# E-Scrap suppliers?



## Flakes (Nov 21, 2017)

Hey guys, I’m looking for a reliable supplier, I work a normal job so my business would be normal I buy you supply good deal? If not any hints as to where I can find a consistent amount of e scrap or processing materials? I saw this video where they had 150 KGs, who has that laying around and how much is it. I want some!

Also I hope I’m not breaking rules by asking for a direct seller, but I wanna make me some bricks ya,ll :mrgreen:


----------



## Flakes (Nov 21, 2017)

Sorry boot the multiple post...


----------



## jimdoc (Nov 21, 2017)

You need to study the forum to know what to do with what you are looking for.
As well as all the safety concerns and waste disposal.


----------



## kernels (Nov 21, 2017)

If you have money to buy large quantities of E-waste, you should probably just buy the Gold directly ? 

Processing 100kg batches of E-waste is essentially a full time job, one that probably pays less than McDonalds.


----------



## anachronism (Nov 22, 2017)

If it pays less than Mcfilth, then you're probably doing it wrong but yes Kernels thats a good point - certainly for those at the beginning of the journey.


----------



## Flakes (Nov 22, 2017)

jimdoc said:


> You need to study the forum to know what to do with what you are looking for.
> As well as all the safety concerns and waste disposal.


Thanks for the concern, I’m becoming well versed in chemical awareness, ive got contengency plans for accidents once I get chips, all I need is the chips. Of course I have access to a chemical waste dump. And will purchase a hazard can. I’m a perfectionist. “I just need chips”


----------



## Flakes (Nov 22, 2017)

anachronism said:


> If it pays less than Mcfilth, then you're probably doing it wrong but yes Kernels thats a good point - certainly for those at the beginning of the journey.
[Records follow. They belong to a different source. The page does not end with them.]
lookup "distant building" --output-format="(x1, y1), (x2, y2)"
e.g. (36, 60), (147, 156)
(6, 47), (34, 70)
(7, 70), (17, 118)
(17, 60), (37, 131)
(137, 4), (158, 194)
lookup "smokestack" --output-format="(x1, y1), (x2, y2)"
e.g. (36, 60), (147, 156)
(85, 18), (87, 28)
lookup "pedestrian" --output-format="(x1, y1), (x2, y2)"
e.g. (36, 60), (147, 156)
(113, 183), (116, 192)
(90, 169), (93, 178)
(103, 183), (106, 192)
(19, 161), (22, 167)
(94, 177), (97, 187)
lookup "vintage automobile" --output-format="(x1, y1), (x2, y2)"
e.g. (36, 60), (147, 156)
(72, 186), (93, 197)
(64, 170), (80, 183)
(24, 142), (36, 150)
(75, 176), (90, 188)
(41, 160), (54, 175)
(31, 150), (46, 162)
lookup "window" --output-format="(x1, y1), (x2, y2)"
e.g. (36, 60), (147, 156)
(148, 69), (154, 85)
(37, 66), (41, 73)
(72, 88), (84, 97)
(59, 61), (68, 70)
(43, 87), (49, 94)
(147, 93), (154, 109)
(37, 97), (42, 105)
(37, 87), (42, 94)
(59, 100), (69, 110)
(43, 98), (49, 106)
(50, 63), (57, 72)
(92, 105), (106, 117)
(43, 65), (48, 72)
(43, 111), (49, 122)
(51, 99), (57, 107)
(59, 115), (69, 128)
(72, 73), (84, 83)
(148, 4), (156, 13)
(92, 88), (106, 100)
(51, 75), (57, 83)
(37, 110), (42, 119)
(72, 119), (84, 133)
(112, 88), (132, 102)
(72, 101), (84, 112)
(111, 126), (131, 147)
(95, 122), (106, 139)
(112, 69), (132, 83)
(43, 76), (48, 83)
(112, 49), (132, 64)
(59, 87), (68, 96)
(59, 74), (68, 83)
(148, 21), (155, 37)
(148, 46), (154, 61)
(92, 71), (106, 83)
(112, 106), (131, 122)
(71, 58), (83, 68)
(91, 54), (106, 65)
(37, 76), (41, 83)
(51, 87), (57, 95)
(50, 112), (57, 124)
Totally agree, like most things a small scale the return may be barely noticeable but as time goes on I’d like to buy a lot of land and process like 300 kg ina week. Can you imagine... but I’m still wondering where I can get some chips... any suggestions?


----------



## anachronism (Nov 22, 2017)

You're asking the perennial question Flakes. 

Everyone on here wants the same thing, and most have quietly discovered ways to get their own supplies.


----------



## kernels (Nov 22, 2017)

anachronism said:


> If it pays less than Mcfilth, then you're probably doing it wrong but yes Kernels thats a good point - certainly for those at the beginning of the journey.



Hey Jon, yep, just meant that for hobbyists (like me), it only makes financial sense while I am not counting my hours at my regular hourly rate. I'm at about 4 ounces for the year and I'm pretty sure I would have more money than that if I had worked the same hours for minimum wage :lol: 

It is however a massively rewarding hobby, just can't see someone with a full-time job tackling 100kg batches as a beginner.


----------



## Manjelle (Jan 2, 2018)

My best and most productive place is the landfills. The guys at the scales have to do a visual inspection of everything coming in. You can talk to them and offer them a price per tower(I give 2$ per tower) sometimes they come thru pretty good. But take a ride to the active trash dumping area and talk to the dozer operators they are the real deal. My local landfill produces about 20 towers every week. And the smaller one in the next parish(county) will get me around 5 to 10 a week, I keep the cpu's, trim the fingers and sell the rest, I know there are a lot of pins on the motherboards but that's all I keep and I make plenty enough money for the scrap to keep right on buying. And the CPUs and fingers are essentially free. Hope this helps


----------